From SABR member William Ryczek at The National Pastime Museum on June 26, 2013:
The photo of the 1867 Nationals of Albany on this web site shows a team unfamiliar to many who have studied the early days of baseball. There was a famous National Club from Washington, D.C., that undertook baseball’s first western tour in 1867, journeying throughout the Midwest and bringing top-flight baseball to areas where it was unknown. Albany’s Nationals were far less renowned, rarely ventured far from home and their main goal was to compete with the Albany Knickerbockers for supremacy of the city.

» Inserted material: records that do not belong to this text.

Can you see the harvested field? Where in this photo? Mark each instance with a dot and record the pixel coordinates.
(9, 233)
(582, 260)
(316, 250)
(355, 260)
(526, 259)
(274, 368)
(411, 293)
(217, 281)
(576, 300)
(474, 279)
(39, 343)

Albany, the capital of New York State, is located on the west bank of the Hudson River, approximately 140 miles north of New York City. In the first half of the 19th century, it was one of the 10 largest cities in the United States, but by 1860 as Americans moved west, it was no longer so ranked. In 1870, its population was approximately 69,000, with an economy centered on beer, banking, heavy industry and lumber. In 1865, there were roughly 4,000 sawmills in the Albany area.
The National Base Ball Club of Albany was formed May 6, 1864, with H.A. Carpenter as president. (Carpenter, still with the team in 1867, is holding the score book in the panorama photo above.) The club split six decisions in its first season and was much more active during the next two summers.